Sunday, February 16
Scripture: Leviticus 26-27, Acts 23
Acts 23:6 Paul realized that some members of the high council were Sadducees and some were Pharisees, so he shouted, “Brothers, I am a Pharisee, as were my ancestors! And I am on trial because my hope is in the resurrection of the dead!”
Paul was on trial before the Jewish high court, the Sanhedrin. He realized that he was in a no-win situation by the way the trial started: after his first sentence, the high priest ordered him slapped across the mouth. Hardly fair and impartial justice!
So Paul shrewdly played off the divisions within the Sanhedrin. Some were Sadducees and some Pharisees. He took one side (the Pharisees) knowing that an argument would break out and the Pharisees would come to his defense, dividing the council.
It is an example of something Jesus taught His followers.
Matthew 10:16 Look, I am sending you out as sheep among wolves. So be as shrewd as snakes and harmless as doves.
In the face of danger, we’re to be both shrewd (wise) and harmless (pure, innocent). There was nothing dishonest about what Paul did, but it was shrewd, wise, clever. He read the situation and wisely used it to his advantage. This same word (in Greek and English) is used in…

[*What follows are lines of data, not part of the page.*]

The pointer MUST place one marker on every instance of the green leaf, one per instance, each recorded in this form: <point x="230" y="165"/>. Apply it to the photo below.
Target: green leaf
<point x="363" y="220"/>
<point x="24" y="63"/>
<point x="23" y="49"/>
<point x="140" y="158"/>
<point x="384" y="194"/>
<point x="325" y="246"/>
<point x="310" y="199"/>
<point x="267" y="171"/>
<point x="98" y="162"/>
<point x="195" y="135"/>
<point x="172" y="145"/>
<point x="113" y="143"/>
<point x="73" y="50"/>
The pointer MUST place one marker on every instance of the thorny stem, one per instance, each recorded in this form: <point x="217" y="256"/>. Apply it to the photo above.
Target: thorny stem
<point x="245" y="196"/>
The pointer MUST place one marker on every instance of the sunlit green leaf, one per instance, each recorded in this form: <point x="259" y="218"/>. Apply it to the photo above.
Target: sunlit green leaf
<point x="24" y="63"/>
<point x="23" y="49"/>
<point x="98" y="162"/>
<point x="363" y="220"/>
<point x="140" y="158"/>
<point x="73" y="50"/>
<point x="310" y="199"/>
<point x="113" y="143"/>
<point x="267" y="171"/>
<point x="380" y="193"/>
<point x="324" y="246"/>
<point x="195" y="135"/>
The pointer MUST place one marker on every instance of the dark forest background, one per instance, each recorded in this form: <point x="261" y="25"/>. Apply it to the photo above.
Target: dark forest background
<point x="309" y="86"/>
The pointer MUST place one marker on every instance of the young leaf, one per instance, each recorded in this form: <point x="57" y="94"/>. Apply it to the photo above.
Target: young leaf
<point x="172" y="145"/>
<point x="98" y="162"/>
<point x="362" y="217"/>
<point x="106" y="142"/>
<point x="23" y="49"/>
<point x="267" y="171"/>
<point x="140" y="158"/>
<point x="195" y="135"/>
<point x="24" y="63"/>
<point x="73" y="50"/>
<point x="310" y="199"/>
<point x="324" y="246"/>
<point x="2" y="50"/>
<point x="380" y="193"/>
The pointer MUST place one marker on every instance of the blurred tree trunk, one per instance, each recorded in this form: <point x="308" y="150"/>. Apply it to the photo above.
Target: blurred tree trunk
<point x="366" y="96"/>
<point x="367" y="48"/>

Luke 16:8 The rich man had to admire the dishonest rascal for being so shrewd. And it is true that the children of this world are more shrewd in dealing with the world around them than are the children of the light.
Evidently, we could benefit from being more shrewd.
The word “shrewd” tends to have a negative connotation, but a visit to Webster’s shows that it is both positive (“marked by clever discerning awareness”) and negative (“given to wily and artful ways or dealing”).
Here in the NT, the word is positive—it simply means wise or discerning. And in this case, the wise thing for Paul was to use what he knew to his own advantage, for his own safety. There is nothing wrong with that; in fact, it’s exactly what Jesus said to do.
More broadly, we need to be “wise in the way we act toward outsiders.” (Col 3:5) Good communication has been described as “steering the truth around other people’s roadblocks.” This requires some discernment on what to say and how to say it—be shrewd. If I want to share the gospel with someone I love, I should wisely find the best avenue of approach—be shrewd.
Prayer: Lord, help me to be more shrewd, more wise, particularly with those who may oppose or be indifferent to my faith. Help me to find a way to steer the truth around their roadblocks.